Sunday, January 17, 2010

Web Pages That Suck

Since we’ve been looking into some successful and not-so-successful publishers’ websites, I decided to see what I could find on the Web about effective websites/design in general.

One of the first sites I found was webpagesthatsuck.com. Though it sounds like it would be entirely devoted to making fun of the many terrible websites that can be found online, there is also a lot of helpful information for businesses looking to improve their sucky websites. Really, the majority of the site is dedicated to bad websites, with lists of the Ugliest/Worst Business Websites from 2005-2009 and Worst Webpages of the Decade. It’s harsh, especially because these are actually business or non-profit websites—not just the result of some kid messing around on his parents’ computer. But it’s also true. The websites listed are really bad.
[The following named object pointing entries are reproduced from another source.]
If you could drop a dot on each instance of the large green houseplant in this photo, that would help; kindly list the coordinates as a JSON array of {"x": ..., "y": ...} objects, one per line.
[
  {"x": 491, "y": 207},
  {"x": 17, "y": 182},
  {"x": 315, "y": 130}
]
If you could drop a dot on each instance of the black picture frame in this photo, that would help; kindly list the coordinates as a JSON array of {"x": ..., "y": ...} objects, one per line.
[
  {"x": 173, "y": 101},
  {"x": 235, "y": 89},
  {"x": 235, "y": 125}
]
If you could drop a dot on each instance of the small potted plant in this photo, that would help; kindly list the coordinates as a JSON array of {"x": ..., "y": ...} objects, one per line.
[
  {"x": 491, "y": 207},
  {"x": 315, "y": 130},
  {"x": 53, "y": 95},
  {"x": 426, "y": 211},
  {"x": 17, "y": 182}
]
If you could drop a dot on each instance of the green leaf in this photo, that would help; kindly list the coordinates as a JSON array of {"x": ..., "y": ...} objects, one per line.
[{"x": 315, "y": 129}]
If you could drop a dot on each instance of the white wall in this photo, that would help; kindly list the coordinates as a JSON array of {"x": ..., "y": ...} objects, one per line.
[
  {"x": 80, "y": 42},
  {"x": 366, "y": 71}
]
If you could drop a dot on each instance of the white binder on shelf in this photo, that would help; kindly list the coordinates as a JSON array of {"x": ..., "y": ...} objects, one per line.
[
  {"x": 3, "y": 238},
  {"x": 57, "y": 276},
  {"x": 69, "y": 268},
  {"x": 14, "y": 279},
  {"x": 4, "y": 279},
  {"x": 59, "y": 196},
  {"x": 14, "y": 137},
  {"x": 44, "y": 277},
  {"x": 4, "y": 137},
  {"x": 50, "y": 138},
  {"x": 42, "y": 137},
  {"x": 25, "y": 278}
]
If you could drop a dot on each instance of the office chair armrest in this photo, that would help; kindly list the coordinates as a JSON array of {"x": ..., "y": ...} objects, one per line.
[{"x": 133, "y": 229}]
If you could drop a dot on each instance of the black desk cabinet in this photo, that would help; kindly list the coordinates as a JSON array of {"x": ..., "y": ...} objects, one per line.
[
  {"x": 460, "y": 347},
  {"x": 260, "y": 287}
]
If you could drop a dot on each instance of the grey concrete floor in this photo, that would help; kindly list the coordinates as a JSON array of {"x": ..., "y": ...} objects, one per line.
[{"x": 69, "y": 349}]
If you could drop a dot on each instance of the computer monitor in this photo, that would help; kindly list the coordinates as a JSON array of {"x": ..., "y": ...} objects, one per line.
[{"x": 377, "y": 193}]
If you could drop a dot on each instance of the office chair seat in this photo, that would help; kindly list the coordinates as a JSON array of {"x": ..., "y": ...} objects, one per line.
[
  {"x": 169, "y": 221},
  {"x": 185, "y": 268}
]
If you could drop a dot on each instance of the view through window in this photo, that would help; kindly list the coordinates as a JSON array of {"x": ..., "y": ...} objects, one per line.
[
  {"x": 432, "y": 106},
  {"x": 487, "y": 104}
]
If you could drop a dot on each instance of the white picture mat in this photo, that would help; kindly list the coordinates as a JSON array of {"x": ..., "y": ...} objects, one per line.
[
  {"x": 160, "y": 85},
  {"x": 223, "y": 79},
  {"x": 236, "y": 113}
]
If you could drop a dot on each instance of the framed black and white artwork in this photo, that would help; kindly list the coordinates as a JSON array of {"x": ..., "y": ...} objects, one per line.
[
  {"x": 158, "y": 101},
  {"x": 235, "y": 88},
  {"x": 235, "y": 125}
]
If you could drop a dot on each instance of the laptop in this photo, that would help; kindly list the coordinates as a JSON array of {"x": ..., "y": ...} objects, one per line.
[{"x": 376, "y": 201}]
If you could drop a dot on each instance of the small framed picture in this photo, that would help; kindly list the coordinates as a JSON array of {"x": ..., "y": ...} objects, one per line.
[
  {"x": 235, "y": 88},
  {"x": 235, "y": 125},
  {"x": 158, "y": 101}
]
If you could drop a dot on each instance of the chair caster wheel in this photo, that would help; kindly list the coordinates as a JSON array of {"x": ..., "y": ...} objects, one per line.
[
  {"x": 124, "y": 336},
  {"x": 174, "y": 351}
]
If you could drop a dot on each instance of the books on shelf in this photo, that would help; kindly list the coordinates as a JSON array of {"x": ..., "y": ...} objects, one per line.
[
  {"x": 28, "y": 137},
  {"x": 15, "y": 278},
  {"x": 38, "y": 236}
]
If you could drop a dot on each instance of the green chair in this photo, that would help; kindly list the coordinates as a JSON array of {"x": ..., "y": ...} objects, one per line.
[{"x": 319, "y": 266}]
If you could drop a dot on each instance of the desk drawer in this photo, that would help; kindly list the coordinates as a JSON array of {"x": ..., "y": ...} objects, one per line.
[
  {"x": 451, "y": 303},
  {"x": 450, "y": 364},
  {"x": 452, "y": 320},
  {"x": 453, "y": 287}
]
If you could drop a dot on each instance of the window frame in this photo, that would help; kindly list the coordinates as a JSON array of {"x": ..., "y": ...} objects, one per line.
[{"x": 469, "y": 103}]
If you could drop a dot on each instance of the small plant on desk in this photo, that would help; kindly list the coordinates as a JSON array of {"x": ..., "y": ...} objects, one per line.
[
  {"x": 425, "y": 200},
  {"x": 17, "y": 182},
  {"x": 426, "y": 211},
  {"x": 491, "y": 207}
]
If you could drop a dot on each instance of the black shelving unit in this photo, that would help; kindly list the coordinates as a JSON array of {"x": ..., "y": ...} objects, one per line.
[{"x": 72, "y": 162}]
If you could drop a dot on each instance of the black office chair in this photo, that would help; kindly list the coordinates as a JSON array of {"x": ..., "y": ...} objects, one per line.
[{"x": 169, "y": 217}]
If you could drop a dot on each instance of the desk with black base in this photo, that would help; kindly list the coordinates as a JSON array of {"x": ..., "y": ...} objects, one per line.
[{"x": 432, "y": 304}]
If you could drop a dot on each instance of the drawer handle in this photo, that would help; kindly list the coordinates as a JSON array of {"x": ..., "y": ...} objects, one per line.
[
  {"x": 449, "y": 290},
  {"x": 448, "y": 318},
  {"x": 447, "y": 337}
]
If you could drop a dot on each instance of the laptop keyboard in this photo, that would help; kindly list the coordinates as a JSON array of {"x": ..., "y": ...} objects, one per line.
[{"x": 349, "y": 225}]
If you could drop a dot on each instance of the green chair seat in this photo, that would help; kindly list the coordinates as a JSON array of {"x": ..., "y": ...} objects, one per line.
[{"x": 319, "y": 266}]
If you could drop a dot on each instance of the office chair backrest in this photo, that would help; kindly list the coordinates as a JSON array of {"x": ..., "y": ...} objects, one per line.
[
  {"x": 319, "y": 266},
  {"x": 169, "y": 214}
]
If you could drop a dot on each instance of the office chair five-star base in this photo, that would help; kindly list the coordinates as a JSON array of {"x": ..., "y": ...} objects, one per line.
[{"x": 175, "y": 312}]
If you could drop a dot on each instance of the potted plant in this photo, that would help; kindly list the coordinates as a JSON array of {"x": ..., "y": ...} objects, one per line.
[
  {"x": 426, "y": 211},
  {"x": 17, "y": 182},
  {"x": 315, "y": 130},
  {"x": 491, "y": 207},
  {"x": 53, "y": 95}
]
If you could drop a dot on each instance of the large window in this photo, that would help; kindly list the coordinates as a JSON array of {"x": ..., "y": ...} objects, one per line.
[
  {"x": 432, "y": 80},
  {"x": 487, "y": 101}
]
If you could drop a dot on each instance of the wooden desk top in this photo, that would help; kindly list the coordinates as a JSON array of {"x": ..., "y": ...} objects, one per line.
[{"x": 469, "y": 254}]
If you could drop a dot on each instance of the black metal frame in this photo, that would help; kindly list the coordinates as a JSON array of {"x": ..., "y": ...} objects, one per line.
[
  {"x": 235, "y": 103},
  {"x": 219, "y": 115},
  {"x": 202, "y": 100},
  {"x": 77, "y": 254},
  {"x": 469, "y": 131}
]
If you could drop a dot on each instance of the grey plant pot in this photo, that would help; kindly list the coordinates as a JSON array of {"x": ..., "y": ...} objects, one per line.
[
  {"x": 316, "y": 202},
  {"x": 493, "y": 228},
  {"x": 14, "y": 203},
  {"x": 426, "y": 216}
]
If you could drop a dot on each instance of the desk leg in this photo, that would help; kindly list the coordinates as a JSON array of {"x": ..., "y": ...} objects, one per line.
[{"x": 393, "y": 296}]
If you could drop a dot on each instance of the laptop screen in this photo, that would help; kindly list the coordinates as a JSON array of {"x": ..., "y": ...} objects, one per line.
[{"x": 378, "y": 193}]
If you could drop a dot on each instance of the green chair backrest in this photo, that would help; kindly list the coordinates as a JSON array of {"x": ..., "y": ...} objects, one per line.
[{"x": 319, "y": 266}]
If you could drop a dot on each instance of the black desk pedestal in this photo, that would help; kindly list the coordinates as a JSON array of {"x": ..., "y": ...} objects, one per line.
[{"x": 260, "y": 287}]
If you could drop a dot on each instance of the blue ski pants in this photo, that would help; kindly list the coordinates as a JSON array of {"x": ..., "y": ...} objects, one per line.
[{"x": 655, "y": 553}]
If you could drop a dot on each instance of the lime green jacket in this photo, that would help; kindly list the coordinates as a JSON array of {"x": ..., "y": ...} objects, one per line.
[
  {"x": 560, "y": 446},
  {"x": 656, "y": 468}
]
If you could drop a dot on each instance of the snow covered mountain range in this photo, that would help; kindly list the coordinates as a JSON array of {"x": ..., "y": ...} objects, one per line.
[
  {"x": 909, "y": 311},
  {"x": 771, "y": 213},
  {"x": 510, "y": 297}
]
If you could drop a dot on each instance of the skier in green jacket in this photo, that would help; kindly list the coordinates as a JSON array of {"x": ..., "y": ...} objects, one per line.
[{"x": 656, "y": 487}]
But what’s also there is a Web Redesign Checklist, featuring a long list of things a business should look for to determine if its website sucks. The recurring message is that if your site or its content is designed to meet the needs of your business rather than the needs of the visitors that are reaching the site, your website sucks. A few more ways to tell if your website sucks:

• A quick scan of the homepage doesn’t tell visitors much about your purpose
• There is any Flash, splash, or background music (unless it is a music website)
• There are pop-ups
• The text is too small, or in ALL CAPS
• There are dead links, or sections that are under construction but still accessible
• The calendar information is outdated
• There is scrolling, blinking, fading, or moving text
• Links are not clearly labeled
• The color scheme is ugly

The checklist provides 149 different items, all of which have probably annoyed users at one time or another when visiting business websites. The solution the author provides is for the web designer to go through and fix any items on the company’s website that were checked. It seemed overly simple at first; but really, if you are aware of the bad design elements present on your business website, it shouldn’t be that hard to fix them.

The funny part is that webpagesthatsuck.com is not very well designed itself. The author (designer? Sucky webpage determiner?), Vincent Flanders, freely admits that the site has always been poorly designed. I thought that a poorly designed website about poorly designed websites would undermine the credibility of the information presented, but the checklist Flanders provides seems to me—a person with little to no web design experience—to be legitimate.